A new report has claimed that solar panels connected directly to railways in the UK could meet a significant amount of their electricity demand.

The authors of the report, from Imperial College London’s Energy Futures Lab and the climate change charity 10:10, have examined the potential of connecting solar panels directly to the substations that provide power to the rail system.

The renewable 'Traction Power' system would use custom power electronics and bypass the electricity grid altogether.

The report said that solar arrays and integrated energy storage devices could supply around 10% of the energy needed to power trains on the UK’s DC electrified routes each year.
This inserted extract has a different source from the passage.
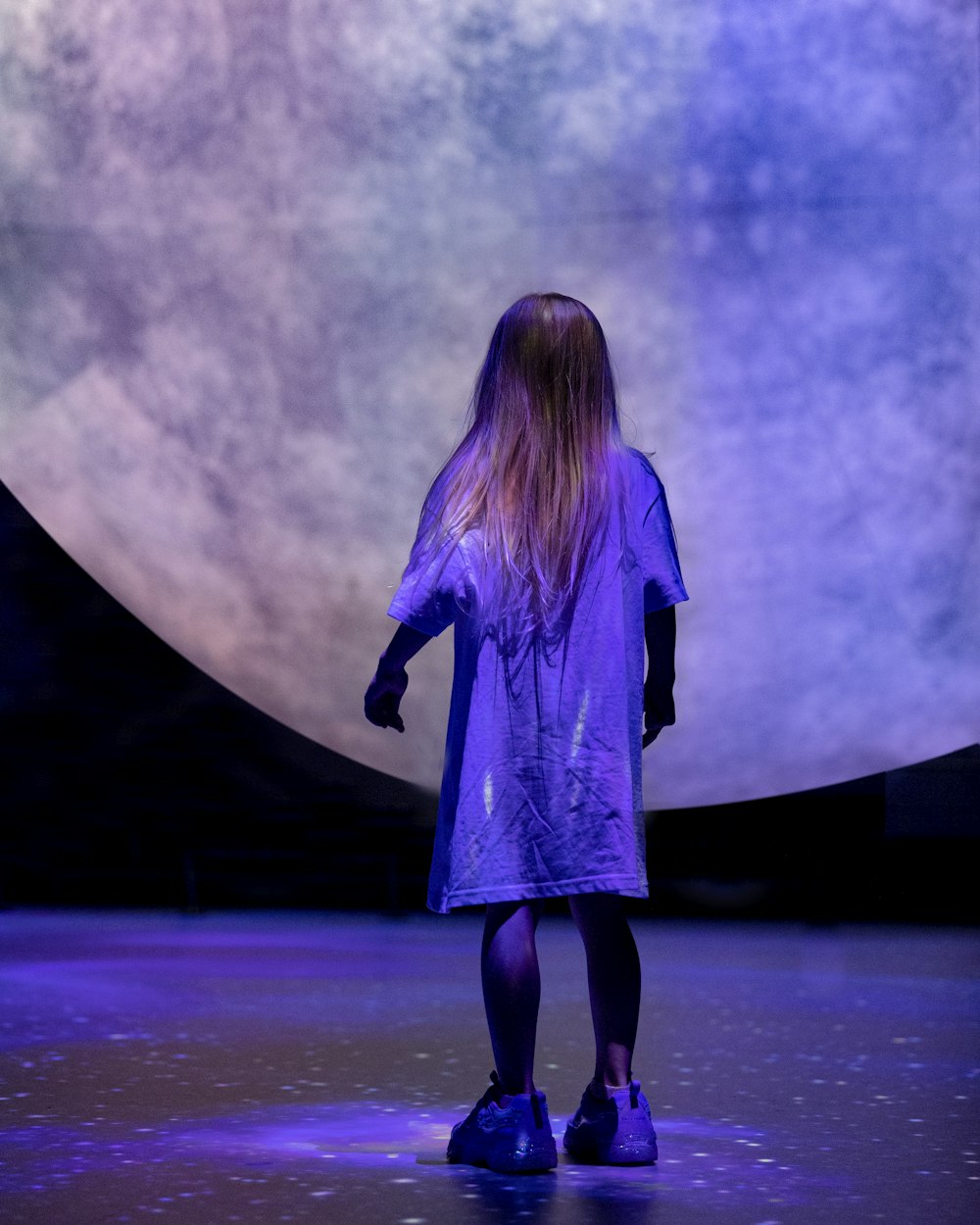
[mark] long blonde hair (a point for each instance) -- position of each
(538, 469)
Crucially, the research found that the renewable power could be supplied at a lower cost than electricity supplied via the grid today.

‘Leveraging expertise’

Professor Tim Green, Director of Energy Futures Lab and academic lead on the project, said: “The renewable Traction Power project demonstrates that we can harness solar to help make this a reality for our train network,”

"This project also demonstrates that the best way to tackle many of the issues we face is through collaboration and leveraging expertise from a wide range of partners.”

The report said the biggest opportunity identified in the study is on the commuter rail network south of London. If 200 small solar farms were installed alongside railway lines they could provide 15% of the power needed to run trains on these routes.

An analysis by project partners, Community Energy South, indicates that there are actually around 400 sites that could be suitable for solar traction projects in the region.